Just a little walk was able to get me through many of my recoveries. After my two C-sections, walking helped my circulation and helped my digestive system get jump-started again. When recovering from my cancer surgeries, exercise helped me regain a sense of wellness and also confidence in my body. Cancer has a tendency to rob you of your feeling of control; seeing my body respond to exercise by getting stronger helped me regain that control. I wasn’t “training” per se, I was merely exercising—getting the body moving and the heart rate elevated for a period of time. It is so important and can be such a miracle cure.
Have you ever had an overuse injury?
I wish I knew back in college, when I was on the swim team, what I know now about recovery and overtraining. I’ve suffered from overtraining at times, but not since the late 1980s—knock on wood. I’ve had no stress fractures, for example. I’m really careful about not getting overtrained, and I’m a big believer in a minimalist program. I totally train by feel. I have things on my schedule that I’ve planned, but I’ll cut workouts short if I’m tired. I’ve developed my own instincts.
You also coach yourself. How do you make yourself keep your life in balance?
The Ironman buildup is a burden on the family. Long training is a grind for me, so I keep it to a pretty quick buildup so I won’t get sick of it. What matters is how much my body can absorb while still staying fresh and excited about it. And I definitely can’t fit in as much volume these days—not with two kids and coaching.
What’s your advice for midlife athletes who haven’t done sports all their lives?
It’s never too late to start. The 60-plus age groups at the Ironman are filled with men and women who didn’t even start running or biking until they were middle-aged. But start small and with something that you enjoy. Find a friend to walk with; join an adult soccer or volleyball league. Sign up for classes at the gym. If you can combine a social element with the exercise component, you’re more likely to enjoy it and stick with it. The great thing about just starting out is that you get to see improvement very quickly. If you stick with it, you can feel yourself be transformed.
Do you think you’ll retire from racing?
I don’t see the word “retire” connected with my life!
NOT EVEN A DAY OF REST
Think your workout regimen is tough? Here’s how 49-year-old professional triathlete Karen Smyers spends a typical hard training week:
Monday: About an hour of swimming in the morning, then an “easy” bike ride of between 45 minutes and 2 hours (she may skip it if she feels tired or time-pressed).
Tuesday: A 1 1/2-to-2-hour bike ride that includes either hill repeats (riding the same hill over and over) or intervals (shorter bursts of speed followed by a recovery period) to add intensity.

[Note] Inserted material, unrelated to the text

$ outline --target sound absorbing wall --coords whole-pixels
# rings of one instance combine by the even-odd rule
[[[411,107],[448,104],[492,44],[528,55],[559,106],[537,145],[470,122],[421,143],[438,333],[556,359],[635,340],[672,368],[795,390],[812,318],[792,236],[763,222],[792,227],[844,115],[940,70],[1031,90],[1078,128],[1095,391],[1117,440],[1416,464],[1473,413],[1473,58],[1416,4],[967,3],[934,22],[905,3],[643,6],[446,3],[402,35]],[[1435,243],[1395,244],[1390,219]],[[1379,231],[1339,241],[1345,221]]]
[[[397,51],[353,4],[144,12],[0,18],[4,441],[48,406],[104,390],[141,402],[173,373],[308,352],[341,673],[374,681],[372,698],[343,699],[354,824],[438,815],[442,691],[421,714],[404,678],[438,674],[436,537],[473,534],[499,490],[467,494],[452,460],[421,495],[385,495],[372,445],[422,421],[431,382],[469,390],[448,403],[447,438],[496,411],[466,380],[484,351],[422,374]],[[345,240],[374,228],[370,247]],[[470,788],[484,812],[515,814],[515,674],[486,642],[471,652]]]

Later in the day, a running workout on the track, which builds over time from 2 1/2 miles to 4 miles of intervals.
Wednesday: About an hour of swimming in the morning (which Smyers might skip if she’s going to swim on Thursday and Friday), then an easy bike ride.

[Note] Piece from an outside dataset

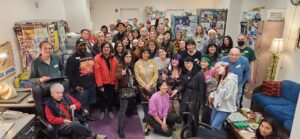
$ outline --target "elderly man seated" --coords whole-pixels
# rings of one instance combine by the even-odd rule
[[[103,135],[93,135],[87,124],[82,124],[81,117],[77,114],[80,102],[68,94],[64,94],[63,85],[56,83],[50,87],[51,97],[45,101],[45,114],[50,124],[53,125],[52,138],[58,135],[85,139],[93,136],[95,139],[106,138]]]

Thursday: Long “brick” day with intense back-to-back workouts: first a 3-hour bike ride, followed immediately by a 60-to-90-minute run. And maybe a 2-mile-plus open-water swim at Walden Pond.
Friday: As much as 90 minutes of swimming in the morning, then an easy bike ride if she has time.
Saturday: A long bike ride of up to 130 miles followed immediately by a 3-mile “transition” run to reacquaint her legs with running.
Sunday: A long run of 15 to 20 miles.